One of the more striking differences, indeed probably the only really striking difference, is like the Roman Catholic Church, most Lutherans believe that the Real Change of the bread and wine into the body and blood of our Lord occurs with the Words of Institution, whereas the Eastern Orthodox, Oriental Orthodox and the Church of the East believe it happens with the Epiklesis, a prayer invoking the Holy Spirit and asking the Holy Spirit to cause the gifts to become the Body and Blood of our Lord. In contrast to Roman Catholic liturgies, many Lutheran liturgies, but not all (for example, those in the 1978
Lutheran Book of Worship or the version of the Divine Liturgy of St. John Chrysostom used by the Ukrainian Lutheran Church) lack an epiklesis, whereas the ancient Liturgy of Addai and Mari, used by the Assyrian Church of the East, lacks a clearly defined institution narrative, and some Syriac Orthodox liturgies have an Institution Narrative that describes the Words of Institution rather than directly quoting them.
I really love Lutheranism, being of Scandinavian and German descent, although I also love Eastern and Oriental Orthodoxy, Anglicanism, the Church of the East, Methodism and Roman Catholicism. Basically any traditional church with a strong sacramental theology and a focus on liturgical beauty I am all over. Thus my great affection for the ecumenical Traditional Theology forum we have here on CF.com.
By the way, the LCMS publishes two of the best hymnals around, the 1941 Lutheran Hymnal and the 2006 Lutheran Service Book. I think
@MarkRohfrietsch recently mentioned to me something about a new traditional language version of the Lutheran Service Book. There is a new WELS hymnal coming out soon which I am looking forward to adding to my collection. I also love the 1959 Lutheran Hymnal and Service Book, published by the ALC, which I believe is sadly disused, although if anyone knows of a parish still using it, I would like to hear about it; this hymnal was the first English language Lutheran hymnal to introduce the Litany of Peace, which is used at the start of the Eastern Orthodox Divine Liturgy and several other services. There is also a new WELS hymnal coming out which I am looking forward to adding to my collection. I also like the 1978 Lutheran Book of Worship but I did not like the 2006 hymnal published by the ELCA, the name of which escapes me.

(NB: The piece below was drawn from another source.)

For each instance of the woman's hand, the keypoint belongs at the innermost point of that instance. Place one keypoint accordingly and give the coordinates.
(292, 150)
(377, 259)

All of the Lutheran hymnals in English are based at least in part on The Common Service, which was an adaptation of the text of the American (Protestant Episcopal) Book of Common Prayer for Lutheran use, so the public domain 1917 Evangelical Lutheran Hymnary published by the ELS, and the 1941 Lutheran Hymnal published by LCMS, which is still in use in some LCMS and WELS parishes (and possibly some Methodist ones - I noticed it was being sold on Cokesbury alongside the 1989 Methodist hymnal, which I am not a huge fan of compared to its 1965 predecessor, and Cokesbury is known for being a Methodist-oriented vendor of ecclesiastical supplies; they sell very useful reversible stoles, a green and violet stole and a red and white stole, which are useful for field work and chaplaincy, although I regret the lack of reversible stoles in black, gold, blue and rose, which would provide a full set of liturgical colors and also meet the needs of Lutherans and Anglicans who use Sarum Blue in Advent as well as those who use blue on Marian feasts, but it is a Methodist supply house after all, and expecting a complete set of colors in inexpensive reversible stoles is obviously unrealistic).
Of the historic Lutheran hymnals I have seen, the most idiosyncratic and interesting was from the 1940s, published by the Augustana Synod, which is near and dear to me as a Swedish American, in part because by Morfar spent most of his career with them, and then with the LCA, retiring around the same time as ELCA came to be.
And I have a deep affinity for the LCMS as I spent much of my childhood as a member of that church and spent most of my school years in an LCMS parochial school. Those were some happy times.